There were four woman passengers and a Chinese/Taiwanese crew bound for Hong Kong. A Radcliff graduate, well into her eighties, shamefully and repeatedly killed me at scrabble. She eventually tired of me. The other older woman was in the throes of a full-blown mental breakdown. She had to be wrestled to the ground and locked in her cabin to prevent her from streaking naked through the ship, screaming at the top of her lungs. This was quite unnerving and I began to wonder if this ill-fated cruise was to be the end of me. The third eccentric American talked weird new age stuff. She took me to her favorite fortuneteller in Hong Kong where it was revealed I would marry a foreigner.
The chef on board was not used to preparing vegetarian meals. In the early 70s, only nuns and toothless women were vegetarians. One evening he served me the pièce de résistance; a 100-year egg. Once the straw was peeled off, the glistening blue-black egg was ready to devour. The chef waited intently for my admiration. The smell of ammonia initiated the first and only bite. I had all I could do to suppress the gag reflex. Feigning seasickness, I bolted from the table, my body covered in hives. No insult intended – none taken.
I fell in love with Leung Yu-Ti, an officer on the Oriental Jade. We traveled together in Taiwan. He took me home to his Chinese parents, in Taipei. His sisters were thrilled, his father quite angry. We parted when his shipped sailed.
After several weeks in Hong Kong, I learned that the visa documents were lost. At the invitation of my friend and former high school French teacher Clare Rosenfield, I continued on to Thailand expecting it to be a quick interlude before returning to Japan. I only returned to Japan many years later, married to a foreigner. Ironically, my Aunt Mary and Uncle George never made it to Japan as planned.

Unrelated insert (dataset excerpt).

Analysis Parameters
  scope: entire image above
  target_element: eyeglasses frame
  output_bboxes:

Great story! Where has Pip been hiding her literary acumen for all these years, Charles?
Always an interesting post from you, Charles. Japan is one place where I’ve only been in and around the Tokyo airport. Would love to go, but doubt I’ll be able to make it at my advanced age and walking ability. So it’s nice to read a good story about Japan.
Lovely piece. Luck plays such a big role!
ooh… I loved it!!
So engaging and intelligently composed…as would be expected from one so engaging and intelligent.
What a story! I remember that magical time in Berkeley together. I remember we found a suitcase containing a black dress with stars all over it and a pair of shoes that belonged in a Hollywood film from the thirties. I remember the blast of the ship’s horn as we stood breathless on the San Francisco pier and watched Pippy’s boat head into open waters without her. I remember her amorous recountings of the Japanese officer. Thanks for these souvenirs.
very zen the way plans kept falling apart and Pip kept adapting. The feel of things intangible and floating.
Pip is quite a writer. As I was reading this I kept thinking of Somerset Maugham.